Лена быстро отнесла доску с пельменями в чулан и пошла к Акиму. Конечно, никакого письма не было, Да и Аким-почтальон только что уехал в Гижигу. Жена Акима предложила Лене стакан чаю. Лена села за стол.
Напротив, в избе, в раскрытое окно был виден кабинет офицера. У стены стоял высокий человек с трубкой в зубах. Он непонимающе пожимал плечами и невозмутимо смотрел на военного. Лена пригляделась и вздрогнула. Это был Федот Амосов.
Почему он там? – Лена замерла. – Неужели попался?
Лена открыла окно. Офицер ударил кулаком по столу. Лена поняла, что он допрашивал Федота.
Федот говорил только по-якутски. И на все вопросы отвечал по-русски одной фразой: «Моя понимай нету!» – и снова переходил на свой язык. Пригласили переводчика. Федот отвечал со снисходительным удивлением, точно и верно не понимал, для чего он тут?
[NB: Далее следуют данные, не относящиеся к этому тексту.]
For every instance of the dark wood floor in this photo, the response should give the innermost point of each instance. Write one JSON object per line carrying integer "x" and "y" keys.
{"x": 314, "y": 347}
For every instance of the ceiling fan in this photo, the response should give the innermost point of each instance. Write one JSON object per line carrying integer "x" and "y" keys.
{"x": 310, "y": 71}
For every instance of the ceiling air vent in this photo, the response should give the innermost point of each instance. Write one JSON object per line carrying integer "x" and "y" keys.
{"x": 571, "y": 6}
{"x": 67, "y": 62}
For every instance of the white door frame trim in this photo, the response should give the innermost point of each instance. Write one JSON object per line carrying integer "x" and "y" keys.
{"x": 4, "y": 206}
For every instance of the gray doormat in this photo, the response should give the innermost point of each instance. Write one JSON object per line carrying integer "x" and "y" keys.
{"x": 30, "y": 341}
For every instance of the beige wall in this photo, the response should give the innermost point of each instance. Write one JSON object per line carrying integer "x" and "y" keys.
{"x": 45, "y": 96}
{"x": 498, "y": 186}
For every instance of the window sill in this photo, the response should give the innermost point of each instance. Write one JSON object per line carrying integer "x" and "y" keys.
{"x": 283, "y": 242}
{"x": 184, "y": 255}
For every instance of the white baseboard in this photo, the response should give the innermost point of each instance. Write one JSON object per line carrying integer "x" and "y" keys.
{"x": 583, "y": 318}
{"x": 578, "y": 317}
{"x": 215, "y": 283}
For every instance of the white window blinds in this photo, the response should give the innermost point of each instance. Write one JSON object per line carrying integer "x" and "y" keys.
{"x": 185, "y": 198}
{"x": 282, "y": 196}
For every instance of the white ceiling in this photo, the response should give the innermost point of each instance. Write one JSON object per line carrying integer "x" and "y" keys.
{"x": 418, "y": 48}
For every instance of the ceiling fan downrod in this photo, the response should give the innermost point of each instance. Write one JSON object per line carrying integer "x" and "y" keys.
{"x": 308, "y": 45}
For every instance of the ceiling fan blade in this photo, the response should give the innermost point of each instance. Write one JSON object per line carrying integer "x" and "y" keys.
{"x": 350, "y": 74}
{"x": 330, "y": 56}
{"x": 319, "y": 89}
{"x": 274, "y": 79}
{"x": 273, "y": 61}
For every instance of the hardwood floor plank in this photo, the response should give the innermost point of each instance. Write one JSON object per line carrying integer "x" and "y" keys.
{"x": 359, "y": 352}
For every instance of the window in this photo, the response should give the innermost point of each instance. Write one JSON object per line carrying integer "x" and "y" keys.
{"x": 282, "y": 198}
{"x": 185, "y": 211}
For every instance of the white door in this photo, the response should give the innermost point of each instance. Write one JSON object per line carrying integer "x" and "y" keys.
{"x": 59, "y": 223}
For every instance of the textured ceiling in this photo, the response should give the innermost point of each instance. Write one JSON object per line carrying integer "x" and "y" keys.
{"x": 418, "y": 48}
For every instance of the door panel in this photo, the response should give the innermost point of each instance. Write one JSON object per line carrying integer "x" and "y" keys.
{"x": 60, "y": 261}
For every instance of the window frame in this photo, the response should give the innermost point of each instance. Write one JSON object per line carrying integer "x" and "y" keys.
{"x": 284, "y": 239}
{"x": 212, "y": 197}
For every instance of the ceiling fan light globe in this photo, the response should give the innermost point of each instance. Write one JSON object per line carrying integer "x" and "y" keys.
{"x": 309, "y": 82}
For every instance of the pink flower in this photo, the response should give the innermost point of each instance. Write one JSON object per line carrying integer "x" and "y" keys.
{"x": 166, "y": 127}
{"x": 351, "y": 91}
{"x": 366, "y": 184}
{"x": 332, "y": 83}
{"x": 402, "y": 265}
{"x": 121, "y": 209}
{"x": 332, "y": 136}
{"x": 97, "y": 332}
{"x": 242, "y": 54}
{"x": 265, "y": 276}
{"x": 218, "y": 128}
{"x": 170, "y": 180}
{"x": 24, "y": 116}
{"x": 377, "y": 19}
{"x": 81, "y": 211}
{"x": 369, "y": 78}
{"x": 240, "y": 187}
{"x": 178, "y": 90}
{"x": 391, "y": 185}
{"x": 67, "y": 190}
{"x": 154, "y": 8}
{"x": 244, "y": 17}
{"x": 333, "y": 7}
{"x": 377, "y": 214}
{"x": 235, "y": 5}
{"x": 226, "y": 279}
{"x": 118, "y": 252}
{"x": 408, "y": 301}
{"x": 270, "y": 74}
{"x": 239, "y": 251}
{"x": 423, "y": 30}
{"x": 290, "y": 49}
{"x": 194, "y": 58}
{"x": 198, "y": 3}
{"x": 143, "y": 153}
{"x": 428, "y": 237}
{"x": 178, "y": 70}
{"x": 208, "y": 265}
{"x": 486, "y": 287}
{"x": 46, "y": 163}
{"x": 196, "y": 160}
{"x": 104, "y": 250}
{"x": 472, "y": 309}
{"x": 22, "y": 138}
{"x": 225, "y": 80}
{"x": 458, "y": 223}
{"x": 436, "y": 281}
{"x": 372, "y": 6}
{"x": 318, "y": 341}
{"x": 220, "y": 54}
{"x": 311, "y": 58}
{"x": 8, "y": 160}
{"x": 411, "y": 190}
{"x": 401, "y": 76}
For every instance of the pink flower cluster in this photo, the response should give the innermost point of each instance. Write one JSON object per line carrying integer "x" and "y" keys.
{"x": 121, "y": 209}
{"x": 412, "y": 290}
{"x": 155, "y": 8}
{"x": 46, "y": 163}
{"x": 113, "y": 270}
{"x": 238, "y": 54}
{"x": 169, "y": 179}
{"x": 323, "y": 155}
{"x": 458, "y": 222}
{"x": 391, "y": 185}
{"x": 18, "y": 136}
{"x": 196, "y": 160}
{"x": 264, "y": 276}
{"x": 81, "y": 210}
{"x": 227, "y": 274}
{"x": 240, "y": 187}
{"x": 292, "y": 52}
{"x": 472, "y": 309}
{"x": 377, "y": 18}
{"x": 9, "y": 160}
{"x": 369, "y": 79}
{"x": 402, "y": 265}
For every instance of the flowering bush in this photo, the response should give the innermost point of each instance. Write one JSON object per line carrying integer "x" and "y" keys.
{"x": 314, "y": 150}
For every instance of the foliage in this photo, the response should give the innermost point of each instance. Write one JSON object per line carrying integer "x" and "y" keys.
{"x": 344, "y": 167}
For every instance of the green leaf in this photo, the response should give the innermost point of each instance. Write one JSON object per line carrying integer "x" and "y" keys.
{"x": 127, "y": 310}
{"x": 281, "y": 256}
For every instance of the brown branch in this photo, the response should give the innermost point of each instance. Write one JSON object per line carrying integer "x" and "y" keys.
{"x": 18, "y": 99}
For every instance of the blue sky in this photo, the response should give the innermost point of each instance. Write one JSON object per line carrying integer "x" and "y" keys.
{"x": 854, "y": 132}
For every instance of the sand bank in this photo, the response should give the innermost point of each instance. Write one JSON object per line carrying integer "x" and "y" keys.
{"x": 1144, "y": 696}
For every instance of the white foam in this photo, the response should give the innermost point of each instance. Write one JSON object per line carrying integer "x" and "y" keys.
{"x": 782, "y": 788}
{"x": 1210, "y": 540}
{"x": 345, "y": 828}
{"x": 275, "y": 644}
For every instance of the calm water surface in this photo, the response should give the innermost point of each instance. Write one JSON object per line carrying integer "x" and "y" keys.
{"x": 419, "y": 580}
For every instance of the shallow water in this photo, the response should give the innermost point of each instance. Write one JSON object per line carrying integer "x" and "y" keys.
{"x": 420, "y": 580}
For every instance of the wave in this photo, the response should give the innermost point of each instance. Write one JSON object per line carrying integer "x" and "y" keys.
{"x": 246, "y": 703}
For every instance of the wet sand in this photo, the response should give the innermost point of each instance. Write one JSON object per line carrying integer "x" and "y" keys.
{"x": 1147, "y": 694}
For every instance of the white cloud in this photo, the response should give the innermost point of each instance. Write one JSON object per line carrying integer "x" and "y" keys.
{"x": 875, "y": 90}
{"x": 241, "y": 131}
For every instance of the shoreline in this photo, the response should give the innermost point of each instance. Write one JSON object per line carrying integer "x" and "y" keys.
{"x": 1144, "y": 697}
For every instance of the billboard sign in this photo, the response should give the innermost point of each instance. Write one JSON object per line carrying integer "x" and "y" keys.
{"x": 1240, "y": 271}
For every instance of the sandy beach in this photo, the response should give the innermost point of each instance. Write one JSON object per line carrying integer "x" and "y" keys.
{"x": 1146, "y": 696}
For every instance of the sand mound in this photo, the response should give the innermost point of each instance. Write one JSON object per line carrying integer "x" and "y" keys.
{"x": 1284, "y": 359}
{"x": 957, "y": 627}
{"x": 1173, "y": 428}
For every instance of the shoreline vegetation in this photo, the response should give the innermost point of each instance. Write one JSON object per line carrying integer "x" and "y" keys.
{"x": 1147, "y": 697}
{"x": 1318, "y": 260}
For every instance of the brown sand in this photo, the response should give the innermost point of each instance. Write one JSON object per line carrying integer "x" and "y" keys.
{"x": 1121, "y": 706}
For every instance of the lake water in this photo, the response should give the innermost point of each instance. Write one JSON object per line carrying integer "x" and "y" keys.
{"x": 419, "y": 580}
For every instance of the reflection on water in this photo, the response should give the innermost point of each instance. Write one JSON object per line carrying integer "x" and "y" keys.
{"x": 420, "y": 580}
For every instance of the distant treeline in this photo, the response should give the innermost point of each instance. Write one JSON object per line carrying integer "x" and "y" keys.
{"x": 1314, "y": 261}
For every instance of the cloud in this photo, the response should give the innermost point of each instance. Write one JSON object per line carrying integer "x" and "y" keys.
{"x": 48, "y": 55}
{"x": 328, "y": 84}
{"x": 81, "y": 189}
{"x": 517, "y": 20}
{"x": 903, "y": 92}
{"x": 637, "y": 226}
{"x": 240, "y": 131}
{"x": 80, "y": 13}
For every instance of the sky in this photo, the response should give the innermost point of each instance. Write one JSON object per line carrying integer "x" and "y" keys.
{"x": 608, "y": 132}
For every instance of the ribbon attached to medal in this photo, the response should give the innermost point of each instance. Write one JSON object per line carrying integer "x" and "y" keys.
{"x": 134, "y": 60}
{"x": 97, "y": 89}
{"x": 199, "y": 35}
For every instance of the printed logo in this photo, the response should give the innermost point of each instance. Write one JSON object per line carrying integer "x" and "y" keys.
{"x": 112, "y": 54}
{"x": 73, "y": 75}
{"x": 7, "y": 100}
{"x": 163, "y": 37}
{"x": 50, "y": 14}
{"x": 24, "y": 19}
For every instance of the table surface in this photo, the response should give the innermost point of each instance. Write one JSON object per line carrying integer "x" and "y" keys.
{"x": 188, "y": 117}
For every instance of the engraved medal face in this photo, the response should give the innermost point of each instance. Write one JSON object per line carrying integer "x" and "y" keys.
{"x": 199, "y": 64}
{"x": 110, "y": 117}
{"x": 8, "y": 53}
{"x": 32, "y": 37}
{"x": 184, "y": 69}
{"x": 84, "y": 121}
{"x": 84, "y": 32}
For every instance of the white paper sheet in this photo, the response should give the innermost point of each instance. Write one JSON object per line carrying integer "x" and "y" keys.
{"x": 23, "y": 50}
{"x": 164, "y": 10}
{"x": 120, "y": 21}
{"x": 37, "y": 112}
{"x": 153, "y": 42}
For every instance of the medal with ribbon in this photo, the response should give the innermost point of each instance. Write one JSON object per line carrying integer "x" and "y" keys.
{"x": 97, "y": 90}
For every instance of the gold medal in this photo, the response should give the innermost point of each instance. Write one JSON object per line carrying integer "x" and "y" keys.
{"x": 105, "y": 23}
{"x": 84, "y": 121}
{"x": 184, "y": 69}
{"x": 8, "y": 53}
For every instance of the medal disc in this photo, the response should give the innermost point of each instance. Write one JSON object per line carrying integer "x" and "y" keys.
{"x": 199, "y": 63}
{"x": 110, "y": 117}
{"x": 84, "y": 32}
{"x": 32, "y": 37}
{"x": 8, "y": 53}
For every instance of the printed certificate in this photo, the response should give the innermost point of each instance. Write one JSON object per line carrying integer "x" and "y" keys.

Лена по отдельным словам переводчика поняла, что Федот выдает себя за оймяконского охотника.
Какая выдержка!
Припомнилось, как в ту трагическую ночь, переодевшись в сарае, она сбежала с Анкой под берег и увидела Федота по пояс в воде. Ветер сбивал его с ног, хлестал по лицу, пронизывая до костей.
– Вы с ума сошли? – набросилась она на Федота.
Но он молча подхватил ее на руки, отнес к стоящей у кромки льда лодке. Сам ухватился за борт, легко перевалился через борт, и они отплыли. Он вывел лодку в море и, несмотря на темноту и огромные волны, уверенно выгребал к условленному месту.
Такой выдержит, – успокаивала себя Леночка, наблюдая за Федотом. Вдруг военный вскочил, затопал ногами, заорал:
– К стенке! Шлепнуть подлеца! Я тебе покажу «понимай нету!»
– Пасибо! Да, да, понимай сопсем нету! – улыбнулся Федот.
В комнате появился рослый солдат с винтовкой. Прикладом он подтолкнул Федота к дверям.
Куда же его? Неужели расстреляют? – испугалась Лена, поблагодарила хозяйку и выбежала.
Федот степенно спустился с крыльца, поправил шапку, взглянул на солнце и, лениво щурясь, остановился. Солдат показал на склад в конце поселка, где обыкновенно содержали арестованных. Федот что-то проговорил по-якутски и неторопливо пошел.
Видимо, пока просто задержали, несколько успокоилась Лена и прошла рядом с Федотом. Но он даже не повернул головы.
Лена уселась на пологом берегу под ольхой. Она не знала, как помочь Федоту.
– Тетя Лена! Вы чего тут? – вывернулся из кустов знакомый мальчишка.
Она вздрогнула от неожиданности. Солнце уже садилась, Лена и не заметила, как прошло время.
– Задумалась немножко. Ну что там в поселке? – спросила она.
– Провел их Федот-то. Его опять приводили на допрос, к стенке ставили, а он понимай нету, и все.
– Ушел, значит? – вскочила Лена.
– Не-е. У них остался. Переночевал, теперь дрова рубит.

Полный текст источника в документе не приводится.